La seduzione dei cyborg è la capsula finale, dove la trasformazione del corpo diventa post-umana tramite l’introduzione della figura del cyborg, che viene raccontata attraverso le protesi di Anna Coleman Ladd, i costumi scenografici dalle sfumature metalliche e meccaniche del costruttivismo russo, corpi robotici artificiali, in esplorazione del rapporto tra il corpo organico e quello sintetico.

Fuori dalla capsula

La mostra continua poi negli spazi esterni con varie installazioni, tra cui le opere di Giulia Cenci, Virginia Overton e Marianne Vitale, e negli spazi del Padiglione delle Arti Applicate, grazie alla collaborazione del Victoria & Albert Museum di Londra.
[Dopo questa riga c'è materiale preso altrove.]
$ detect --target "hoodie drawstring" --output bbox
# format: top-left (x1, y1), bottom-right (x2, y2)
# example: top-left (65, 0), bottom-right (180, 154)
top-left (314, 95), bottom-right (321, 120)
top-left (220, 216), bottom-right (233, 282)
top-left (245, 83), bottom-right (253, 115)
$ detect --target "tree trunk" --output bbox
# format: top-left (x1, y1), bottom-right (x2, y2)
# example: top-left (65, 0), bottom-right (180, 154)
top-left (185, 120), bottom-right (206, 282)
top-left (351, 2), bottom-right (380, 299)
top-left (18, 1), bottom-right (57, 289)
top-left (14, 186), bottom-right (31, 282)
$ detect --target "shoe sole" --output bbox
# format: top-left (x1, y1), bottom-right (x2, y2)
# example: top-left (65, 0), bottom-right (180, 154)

Infine, tra gli eventi collaterali segnalati dalla curatrice, spuntano delle esposizioni che, in linea con la natura di interconnessione di quest’ edizione, uniscono l’opera di più artisti. Tra tutte troviamo la mostra Antony Gormley / Lucio Fontana negli spazi della Fondazione Olivetti e Vera Molnár: Icône 2020 all’Atelier Muranense.
Alla soglia della sessantesima edizione, la Biennale d’Arte di Venezia rimane dunque un appuntamento imperdibile per tutti coloro che si interessano di arte ma anche per coloro che praticano l’arte della curiosità. L’Esposizione porta infatti con sé molte responsabilità, come scrive Cecilia Alemani: «La libertà di incontrarsi con persone da tutto il mondo, la possibilità di viaggiare, la gioia di stare insieme, la pratica della differenza, della traduzione, dell’incomprensione e quella della comunione».
Condividendo in pieno questo spirito di metamorfosi e relazionalità e aspettando il momento più propizio per visitarla, torno a monitorare le offerte dei treni per Venezia S. Lucia.